Neben Anderem gibt es diesmal »Reiserouten«. Sie führen - im Zeichen des deutsch-mexikanischen Jahres 2016 - nach Mexiko und weiter nach Nord- und Südamerika. »Tutuguri« von Wolfgang Rihm, worüber noch zu reden ist, ordnet sich hier ein. Gewonnen wurde, erstaunlich, das Orquesta Sinfónica Simón Bolivar aus Venezuela, es wird Messiaens »Turangalila-Symphonie« und Heitor Villa-Lobos »Bachianas Brasileiras Nr. 2« aufführen. Ins Auge fallende Schwerpunkte gibt es sonst nicht, stattdessen Porträts von Jubilaren wie Ferruccio Busoni oder Verstorbenen wie Pierre Boulez. Daneben stehen Aufführungen markanter Werke von Ligeti, Varèse, Nørgård, Prokofjew und diverse Kammerkonzerte.

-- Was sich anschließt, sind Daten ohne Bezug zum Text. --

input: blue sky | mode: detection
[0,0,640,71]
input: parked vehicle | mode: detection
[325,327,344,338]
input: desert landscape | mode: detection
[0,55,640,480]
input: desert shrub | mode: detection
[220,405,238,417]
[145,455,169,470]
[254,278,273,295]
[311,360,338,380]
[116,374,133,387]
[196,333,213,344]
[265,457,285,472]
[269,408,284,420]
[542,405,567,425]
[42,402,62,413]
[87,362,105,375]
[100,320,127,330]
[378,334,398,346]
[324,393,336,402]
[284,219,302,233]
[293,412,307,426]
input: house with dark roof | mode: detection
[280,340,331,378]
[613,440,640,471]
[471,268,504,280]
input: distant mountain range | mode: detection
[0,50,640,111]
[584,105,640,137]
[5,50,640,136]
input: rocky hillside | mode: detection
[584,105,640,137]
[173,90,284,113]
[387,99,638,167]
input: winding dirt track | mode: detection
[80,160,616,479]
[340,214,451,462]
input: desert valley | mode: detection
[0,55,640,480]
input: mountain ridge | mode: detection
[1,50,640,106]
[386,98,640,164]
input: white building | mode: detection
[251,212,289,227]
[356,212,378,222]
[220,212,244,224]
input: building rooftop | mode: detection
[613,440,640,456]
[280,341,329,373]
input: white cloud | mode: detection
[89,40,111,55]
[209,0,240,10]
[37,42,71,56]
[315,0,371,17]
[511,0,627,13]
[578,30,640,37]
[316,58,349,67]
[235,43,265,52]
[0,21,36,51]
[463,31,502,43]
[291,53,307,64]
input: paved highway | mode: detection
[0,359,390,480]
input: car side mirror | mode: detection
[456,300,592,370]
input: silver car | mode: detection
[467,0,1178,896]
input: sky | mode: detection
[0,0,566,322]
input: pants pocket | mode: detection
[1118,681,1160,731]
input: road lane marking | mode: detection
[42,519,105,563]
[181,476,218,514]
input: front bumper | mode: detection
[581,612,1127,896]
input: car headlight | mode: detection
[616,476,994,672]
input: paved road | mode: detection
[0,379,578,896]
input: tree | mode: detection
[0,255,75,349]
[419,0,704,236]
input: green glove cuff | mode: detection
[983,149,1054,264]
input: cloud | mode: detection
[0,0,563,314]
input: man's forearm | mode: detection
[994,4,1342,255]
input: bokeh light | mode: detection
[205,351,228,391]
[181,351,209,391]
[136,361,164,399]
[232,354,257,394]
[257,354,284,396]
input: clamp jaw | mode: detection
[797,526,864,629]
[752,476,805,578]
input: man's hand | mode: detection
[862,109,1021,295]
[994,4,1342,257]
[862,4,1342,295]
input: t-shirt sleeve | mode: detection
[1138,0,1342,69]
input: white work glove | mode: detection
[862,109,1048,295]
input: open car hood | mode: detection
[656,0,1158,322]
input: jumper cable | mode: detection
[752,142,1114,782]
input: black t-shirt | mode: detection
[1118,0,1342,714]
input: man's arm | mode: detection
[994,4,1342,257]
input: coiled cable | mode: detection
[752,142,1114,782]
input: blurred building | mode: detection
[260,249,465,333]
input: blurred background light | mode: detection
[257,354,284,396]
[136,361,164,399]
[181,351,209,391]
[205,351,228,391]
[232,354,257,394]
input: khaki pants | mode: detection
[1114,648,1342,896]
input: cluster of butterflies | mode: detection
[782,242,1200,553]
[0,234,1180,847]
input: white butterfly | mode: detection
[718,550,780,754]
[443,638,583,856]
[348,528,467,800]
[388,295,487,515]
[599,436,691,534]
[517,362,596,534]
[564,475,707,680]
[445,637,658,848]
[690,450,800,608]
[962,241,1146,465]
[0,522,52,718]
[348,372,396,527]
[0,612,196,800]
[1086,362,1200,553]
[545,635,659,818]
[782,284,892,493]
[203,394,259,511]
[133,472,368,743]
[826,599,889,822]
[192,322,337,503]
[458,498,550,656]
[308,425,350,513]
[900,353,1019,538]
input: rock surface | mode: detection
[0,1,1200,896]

Ein Vorprogramm siedelt traditionell vor der Eröffnung. Zurückliegende Musikfeste boten gelegentlich Musik der Vorbachzeit. Diesmal erklang im amphibischen Kammermusiksaal der Philharmonie hochmoderne Musik. Es spielten das GrauSchumacher Piano Duo und die Geigerin Isabelle Faust. Ersteres führte des Franzosen Philippe Manoury »Le temps, mode d›emploi« für zwei Klaviere und Live-Elektronik auf. Das bald einstündige Stück, entstanden 2014, fasziniert durch ungeheuere Beweglichkeit und kombinatorische Vielgestaltigkeit. Manoury, geboren 1952, Komponist vom Format eines Gerard Grisey, hält von reiner Elektronik nichts. Er braucht die Vitalität der lebendigen Aktion, also Musiker, die sich mit der Maschine in produktive Beziehung setzen. Elektronik dient in dem Stück als strukturierendes, die Pianoklänge reproduzierendes, verwandelndes, verstärkendes Mittel. Andreas Grau und Götz Schumacher, erste Akteure am Piano, dazu der Komponist und Thomas Goepfer an den Hebeln der Live-Elektronik, setzten das spannend anzuhörende Werk voller Hingabe ins Bild.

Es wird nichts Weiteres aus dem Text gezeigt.